According to FLAM website at
FLAM is 'Forces de Libération Africaines de Mauritanie' [African Liberation Forces of Mauritania].
The member card says (in French): 'FLAM is a political, non-racial, non-ethnical political organization. Any Mauritanian can be a member, without any discrimination.'
The emblem of the party is a yellow torch on a green oval. This is canting since FLAM can equally be pronounced 'flamme' [flame]. The party official newspaper is called 'Le Flambeau' [The Torch].

According to what is said on its website, the party seems to have been everything but authorized by the successive Mauritanian governments [none of them having been a model of democratic government by some standards, not to say more.] The party seems to be essentially active in exile. The party is formed by the black people to fight against the domination of the Arabs and Berbers. According to Encyclopaedia Universalis Yearbook, the 'Maures' (Moors), represent 70% of the population of Mauritania. I won't be surprised if these Moors were demographically the majority but politically the minority, a situation rather frequent in Africa. (This is only my guess, and authorized confirmation would be welcome.)

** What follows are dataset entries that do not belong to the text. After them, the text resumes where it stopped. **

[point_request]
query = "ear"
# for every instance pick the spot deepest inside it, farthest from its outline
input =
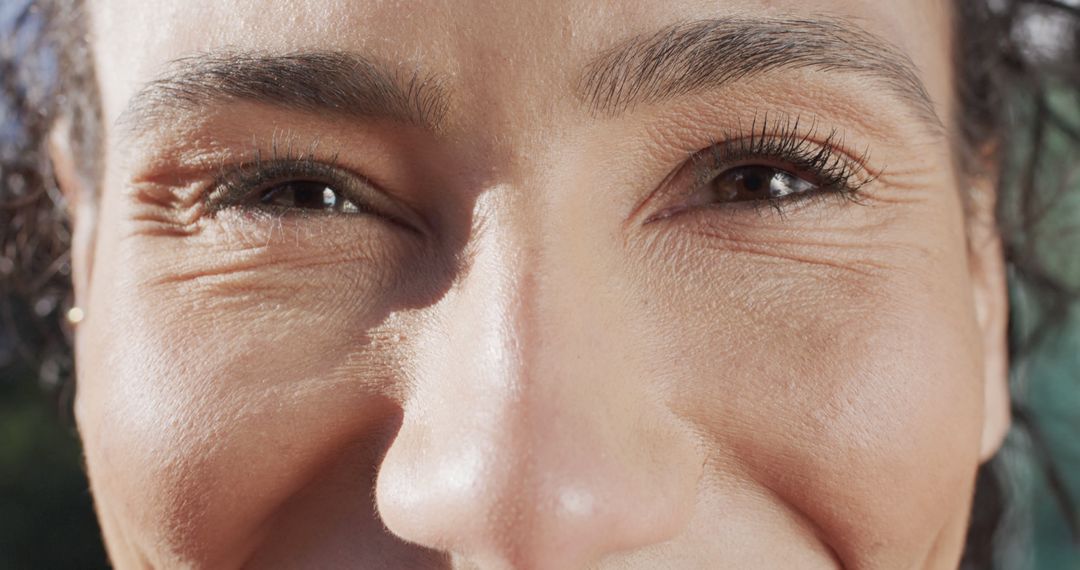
(991, 311)
(78, 192)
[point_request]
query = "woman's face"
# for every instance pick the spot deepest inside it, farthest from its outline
(549, 285)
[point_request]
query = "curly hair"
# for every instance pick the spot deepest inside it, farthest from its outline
(1017, 100)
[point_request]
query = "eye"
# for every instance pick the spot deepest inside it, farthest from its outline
(755, 182)
(308, 194)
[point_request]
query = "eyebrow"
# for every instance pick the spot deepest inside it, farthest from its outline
(689, 57)
(337, 82)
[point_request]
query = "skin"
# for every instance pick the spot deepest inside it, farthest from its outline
(544, 377)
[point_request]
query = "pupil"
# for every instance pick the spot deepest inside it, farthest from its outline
(301, 194)
(755, 180)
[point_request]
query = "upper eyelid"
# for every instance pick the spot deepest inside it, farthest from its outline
(238, 180)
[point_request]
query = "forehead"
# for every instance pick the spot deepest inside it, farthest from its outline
(509, 54)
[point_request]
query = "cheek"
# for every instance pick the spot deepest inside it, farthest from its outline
(847, 394)
(237, 377)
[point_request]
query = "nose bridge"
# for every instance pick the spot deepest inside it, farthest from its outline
(522, 442)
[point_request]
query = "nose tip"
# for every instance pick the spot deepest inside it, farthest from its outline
(557, 494)
(520, 449)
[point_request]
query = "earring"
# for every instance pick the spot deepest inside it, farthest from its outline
(75, 315)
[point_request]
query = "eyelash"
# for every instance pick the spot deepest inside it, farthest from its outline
(833, 171)
(238, 182)
(782, 146)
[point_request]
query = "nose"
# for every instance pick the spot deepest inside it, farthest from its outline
(531, 437)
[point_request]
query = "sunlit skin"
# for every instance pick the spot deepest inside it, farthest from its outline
(550, 347)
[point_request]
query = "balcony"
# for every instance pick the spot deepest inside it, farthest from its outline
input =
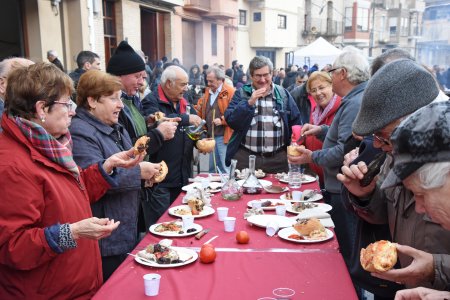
(198, 6)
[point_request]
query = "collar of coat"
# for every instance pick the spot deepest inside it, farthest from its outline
(163, 98)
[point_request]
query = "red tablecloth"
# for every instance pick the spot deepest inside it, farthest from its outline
(250, 271)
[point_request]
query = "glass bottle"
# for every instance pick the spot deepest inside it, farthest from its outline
(251, 184)
(231, 190)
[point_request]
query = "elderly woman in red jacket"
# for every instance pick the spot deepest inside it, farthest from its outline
(48, 237)
(319, 87)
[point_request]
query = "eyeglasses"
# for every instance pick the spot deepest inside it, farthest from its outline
(67, 104)
(382, 140)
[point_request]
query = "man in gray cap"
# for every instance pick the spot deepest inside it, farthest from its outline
(394, 92)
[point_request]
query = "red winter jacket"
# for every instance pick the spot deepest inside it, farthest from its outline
(37, 193)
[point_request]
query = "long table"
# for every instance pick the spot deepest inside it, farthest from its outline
(240, 271)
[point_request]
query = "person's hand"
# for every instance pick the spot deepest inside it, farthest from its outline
(194, 120)
(421, 293)
(148, 169)
(256, 95)
(351, 156)
(305, 158)
(350, 177)
(310, 129)
(93, 228)
(420, 270)
(124, 159)
(167, 129)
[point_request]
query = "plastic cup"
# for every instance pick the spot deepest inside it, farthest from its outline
(271, 228)
(296, 195)
(280, 210)
(222, 213)
(188, 222)
(229, 223)
(151, 284)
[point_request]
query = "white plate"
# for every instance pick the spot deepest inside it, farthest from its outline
(264, 183)
(263, 220)
(305, 179)
(321, 208)
(274, 201)
(187, 255)
(205, 212)
(214, 187)
(286, 232)
(197, 228)
(315, 198)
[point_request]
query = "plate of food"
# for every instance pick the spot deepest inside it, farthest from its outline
(243, 173)
(174, 229)
(309, 207)
(263, 220)
(307, 195)
(163, 255)
(190, 210)
(266, 204)
(213, 187)
(290, 234)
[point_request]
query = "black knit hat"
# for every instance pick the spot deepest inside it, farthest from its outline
(125, 61)
(396, 90)
(424, 137)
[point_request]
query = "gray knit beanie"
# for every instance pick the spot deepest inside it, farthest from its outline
(396, 90)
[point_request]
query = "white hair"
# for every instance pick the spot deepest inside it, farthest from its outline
(433, 175)
(170, 73)
(355, 63)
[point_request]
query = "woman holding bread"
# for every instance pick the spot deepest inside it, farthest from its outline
(97, 135)
(48, 237)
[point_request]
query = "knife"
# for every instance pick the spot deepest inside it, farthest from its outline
(201, 234)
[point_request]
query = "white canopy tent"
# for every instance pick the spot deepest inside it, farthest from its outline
(318, 52)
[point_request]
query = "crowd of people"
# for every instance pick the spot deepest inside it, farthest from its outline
(89, 197)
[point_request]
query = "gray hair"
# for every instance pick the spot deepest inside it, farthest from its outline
(355, 63)
(170, 73)
(259, 62)
(218, 72)
(433, 175)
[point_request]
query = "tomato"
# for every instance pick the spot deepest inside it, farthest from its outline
(207, 254)
(242, 237)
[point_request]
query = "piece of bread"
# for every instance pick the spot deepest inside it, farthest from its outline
(163, 170)
(141, 145)
(308, 226)
(378, 257)
(292, 150)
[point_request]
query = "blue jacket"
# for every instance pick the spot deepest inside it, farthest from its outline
(239, 116)
(93, 141)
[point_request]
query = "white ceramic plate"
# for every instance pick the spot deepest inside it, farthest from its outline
(263, 220)
(205, 212)
(320, 208)
(305, 179)
(186, 255)
(272, 207)
(286, 232)
(264, 183)
(214, 187)
(197, 228)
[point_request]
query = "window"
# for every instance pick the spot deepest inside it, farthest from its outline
(348, 19)
(362, 19)
(257, 17)
(281, 22)
(242, 17)
(213, 39)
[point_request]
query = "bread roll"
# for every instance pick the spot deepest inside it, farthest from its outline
(378, 257)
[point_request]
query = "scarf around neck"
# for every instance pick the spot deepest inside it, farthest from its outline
(57, 150)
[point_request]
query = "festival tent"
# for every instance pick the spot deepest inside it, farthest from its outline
(320, 51)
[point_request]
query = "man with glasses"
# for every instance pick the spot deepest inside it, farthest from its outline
(261, 115)
(398, 89)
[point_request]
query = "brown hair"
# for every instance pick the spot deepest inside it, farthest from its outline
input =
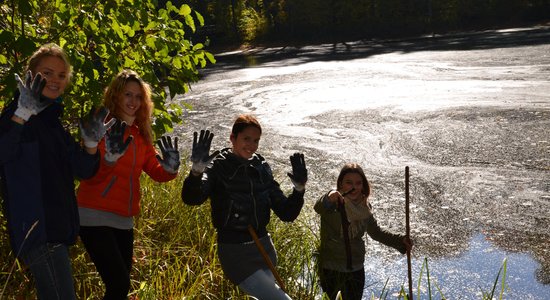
(145, 112)
(353, 168)
(49, 50)
(242, 122)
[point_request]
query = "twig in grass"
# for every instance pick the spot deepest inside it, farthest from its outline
(15, 262)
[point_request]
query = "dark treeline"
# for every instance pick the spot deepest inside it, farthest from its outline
(256, 21)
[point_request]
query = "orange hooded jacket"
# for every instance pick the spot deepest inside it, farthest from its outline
(116, 188)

The flag of the FLAM is shown on the picture section of the FLAM website
It has three horizontal stripes. The upper one is yellow and the lower one green. The colours of the pictures are a bit weird so that the exact shades can not be safely defined. The central stripe is vertically divided black and white with two opposed triangles 'counter-coloured' in the middle. These two white and black triangles appear also on the party monogram (in the F and A letters). There seems to be a white fimbriation below the black stripe and a black one above the white stripe.
Ivan Sache, 4 February 2001

I found some info on this party in "Political Handbook of the World 1997":

FLAM = Forces de Libération Africaine de Mauritanie (African Liberation Forces of Mauritania). Organized in 1983 in opposition to what was perceived as repressive policies towards Blacks, FLAM was believed responsible for an "Oppressed Black" manifesto which in 1986 was widely distributed within Mauretania and at the nonaligned summit in Zimbabwe. Based partly in Dakar, Senegal, the group also condemned reprisals against Blacks by the Taya regime following an alleged coup attempt in 1987. Many FLAM supporters were reported to be among those who fled or were expelled to Senegal in 1989. Subsequently engaged in guerilla activity, FLAM leaders announced in July 1991 that they were suspending "armed struggle" in response to the government's general amnesty and promulgation of a new Mauritanian constitution. FLAM endorsed Ahmed Ould Daddah in the January 1992 presidential election, after which it renewed its antigovernment military campaign near the Senegalese borders. Leaders of the group stated in early 1995 that they were neither secessionists nor terrorists, reiterating their support for the establishment of a federal system that would ensure an appropriate level of Black representation in government while protecting the rights of Blacks throughout Mauretanian society.
The flag at is slightly different from the one Ivan sent: the middle stripe is completely countercharged black and white. [This is the flag image shown above. Ed.]
Jarig Bakker, 5 February 2001

Other Flags in Mauritania

Other flags reported in use in Mauritania are few: the flag of the Frente Popular por la Liberación del Sahara that was formed by Mauritanians with the objective of annexion of Sahara to Mauritania, and the flag that seems to be from Tokeleur people (non-muslim people in the South of Mauritania). Jose Luis Cepero believes that the Senegalese in Mauritania (or their organization) use flags of their own, but their design is unknown.